Town of Greece v. Galloway involves a dispute over invocations at town board meetings in Greece, N.Y, a suburb of Rochester. The legal battle, which is attracting attention from both sides of the church-state separatism debate, originated when residents Susan Galloway, who is Jewish, and Linda Stephens, an atheist, complained that all meetings between 1999 and 2007 were opened with Christian-themed prayers. …
Galloway and Stephens inevitably sued and in 2010 a lower court found that there was not sufficient evidence that Greece intentionally cut out non-Christian invocations, …
They won an appeal in May 2012 when the U.S. Court of Appeals for the Second Circuit ruled that people of other faiths should have been included in town board invocations. While Greece used a local guide to find churches, that directory apparently didn’t include non-Christian options, so the court ruled that the town should have expanded its search beyond its borders.
Greece appealed this latter decision and in May 2013, the Supreme Court agreed to hear and settle the case once and for all. On Wednesday, the justices will hear arguments from both sides.
Response: The Alliance Defending Freedom is supporting the Town of Greece in this case while Americans United for Separation of Church and State (AUSCS) is handling the case for Galloway and Stephens.

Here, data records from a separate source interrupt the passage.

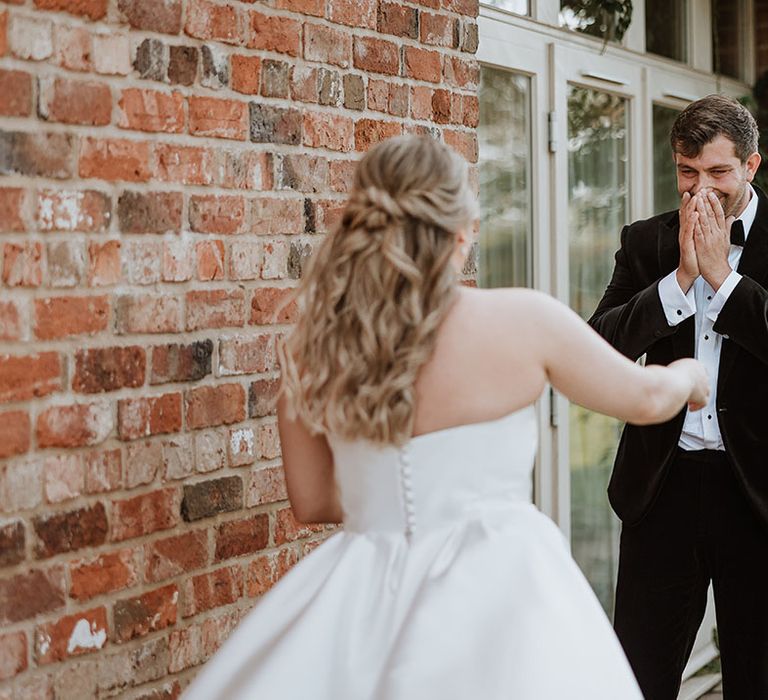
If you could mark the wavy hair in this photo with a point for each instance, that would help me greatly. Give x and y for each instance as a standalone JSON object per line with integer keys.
{"x": 376, "y": 293}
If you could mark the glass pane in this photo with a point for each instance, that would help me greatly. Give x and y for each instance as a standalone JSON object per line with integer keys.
{"x": 665, "y": 197}
{"x": 504, "y": 138}
{"x": 665, "y": 33}
{"x": 521, "y": 7}
{"x": 598, "y": 197}
{"x": 727, "y": 40}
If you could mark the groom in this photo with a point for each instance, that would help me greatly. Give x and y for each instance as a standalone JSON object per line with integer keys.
{"x": 693, "y": 492}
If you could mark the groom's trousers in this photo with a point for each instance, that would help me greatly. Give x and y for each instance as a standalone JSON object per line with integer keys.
{"x": 700, "y": 529}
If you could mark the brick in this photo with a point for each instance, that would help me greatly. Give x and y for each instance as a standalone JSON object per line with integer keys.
{"x": 24, "y": 377}
{"x": 103, "y": 471}
{"x": 265, "y": 485}
{"x": 12, "y": 551}
{"x": 114, "y": 159}
{"x": 88, "y": 211}
{"x": 376, "y": 55}
{"x": 205, "y": 499}
{"x": 399, "y": 20}
{"x": 107, "y": 573}
{"x": 216, "y": 308}
{"x": 75, "y": 425}
{"x": 66, "y": 532}
{"x": 182, "y": 65}
{"x": 109, "y": 369}
{"x": 150, "y": 110}
{"x": 13, "y": 654}
{"x": 32, "y": 593}
{"x": 212, "y": 590}
{"x": 210, "y": 406}
{"x": 30, "y": 38}
{"x": 181, "y": 363}
{"x": 36, "y": 154}
{"x": 63, "y": 317}
{"x": 238, "y": 538}
{"x": 111, "y": 54}
{"x": 302, "y": 173}
{"x": 371, "y": 131}
{"x": 73, "y": 635}
{"x": 142, "y": 417}
{"x": 75, "y": 102}
{"x": 150, "y": 212}
{"x": 224, "y": 119}
{"x": 275, "y": 33}
{"x": 150, "y": 612}
{"x": 327, "y": 45}
{"x": 15, "y": 93}
{"x": 164, "y": 17}
{"x": 104, "y": 263}
{"x": 12, "y": 210}
{"x": 189, "y": 165}
{"x": 148, "y": 313}
{"x": 332, "y": 131}
{"x": 64, "y": 477}
{"x": 145, "y": 514}
{"x": 207, "y": 20}
{"x": 217, "y": 214}
{"x": 270, "y": 124}
{"x": 23, "y": 264}
{"x": 262, "y": 397}
{"x": 273, "y": 305}
{"x": 175, "y": 555}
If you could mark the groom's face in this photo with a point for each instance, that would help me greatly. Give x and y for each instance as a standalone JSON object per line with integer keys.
{"x": 719, "y": 169}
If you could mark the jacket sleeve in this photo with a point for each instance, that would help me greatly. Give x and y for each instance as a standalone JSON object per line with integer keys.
{"x": 629, "y": 317}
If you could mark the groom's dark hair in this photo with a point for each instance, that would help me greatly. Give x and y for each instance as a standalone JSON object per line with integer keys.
{"x": 715, "y": 115}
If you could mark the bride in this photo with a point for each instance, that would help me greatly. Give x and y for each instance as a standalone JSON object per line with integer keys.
{"x": 406, "y": 413}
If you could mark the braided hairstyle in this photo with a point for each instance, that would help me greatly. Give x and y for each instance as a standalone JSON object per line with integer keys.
{"x": 376, "y": 293}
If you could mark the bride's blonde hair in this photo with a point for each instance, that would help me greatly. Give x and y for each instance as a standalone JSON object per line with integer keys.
{"x": 379, "y": 287}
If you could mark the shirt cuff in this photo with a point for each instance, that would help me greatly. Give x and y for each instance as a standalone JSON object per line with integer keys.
{"x": 721, "y": 296}
{"x": 677, "y": 306}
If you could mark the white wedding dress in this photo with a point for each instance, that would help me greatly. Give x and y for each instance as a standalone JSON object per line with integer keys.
{"x": 445, "y": 583}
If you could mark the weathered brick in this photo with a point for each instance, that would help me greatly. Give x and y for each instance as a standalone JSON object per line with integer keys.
{"x": 12, "y": 551}
{"x": 217, "y": 308}
{"x": 75, "y": 101}
{"x": 217, "y": 214}
{"x": 24, "y": 377}
{"x": 212, "y": 590}
{"x": 15, "y": 93}
{"x": 82, "y": 633}
{"x": 108, "y": 369}
{"x": 149, "y": 612}
{"x": 240, "y": 537}
{"x": 62, "y": 317}
{"x": 146, "y": 416}
{"x": 109, "y": 572}
{"x": 207, "y": 498}
{"x": 150, "y": 110}
{"x": 175, "y": 555}
{"x": 142, "y": 515}
{"x": 71, "y": 530}
{"x": 75, "y": 425}
{"x": 114, "y": 159}
{"x": 150, "y": 212}
{"x": 33, "y": 593}
{"x": 208, "y": 406}
{"x": 181, "y": 363}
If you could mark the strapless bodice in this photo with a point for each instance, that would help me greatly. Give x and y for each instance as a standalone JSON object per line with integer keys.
{"x": 438, "y": 478}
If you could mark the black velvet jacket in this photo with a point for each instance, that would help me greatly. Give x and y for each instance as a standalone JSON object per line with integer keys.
{"x": 631, "y": 318}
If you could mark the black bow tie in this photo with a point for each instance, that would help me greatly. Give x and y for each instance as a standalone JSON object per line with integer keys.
{"x": 737, "y": 233}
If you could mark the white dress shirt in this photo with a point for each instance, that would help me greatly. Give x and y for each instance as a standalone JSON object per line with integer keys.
{"x": 701, "y": 430}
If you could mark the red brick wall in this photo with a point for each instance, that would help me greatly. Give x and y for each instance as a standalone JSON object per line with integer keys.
{"x": 167, "y": 166}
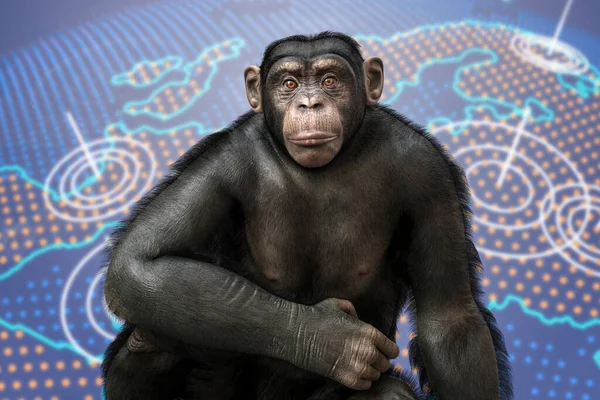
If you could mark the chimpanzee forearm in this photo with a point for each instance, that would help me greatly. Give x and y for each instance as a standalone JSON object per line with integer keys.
{"x": 200, "y": 304}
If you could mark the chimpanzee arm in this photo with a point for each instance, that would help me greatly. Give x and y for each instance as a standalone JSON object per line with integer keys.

One interesting wrinkle that many didn’t expect- The Obama administration has weighed in as a “friend-of-the-court” and has submitted a brief supporting the Town of Greece and public prayer.
The town of Greece for its part claims that it utilized nearly every different religious leader in their jurisdiction for the prayers but the vast majority are Christian in their area. I think that the Court of Appeals made a ridiculous ruling when they ordered the Town to seek out different leaders beyond their borders. How that would be representative of the religious traditions in that township is hard to fathom.
It should be noted that the last ruling of the Supreme Court on this issue (in 1983) came out in favor of public prayer. Since then hundreds of cities and towns across America have been intimidated by the threat of lawsuits and have discontinued invocations before their meetings. The case will clear the way for a current understanding on the Constitutionality of prayers in government meetings.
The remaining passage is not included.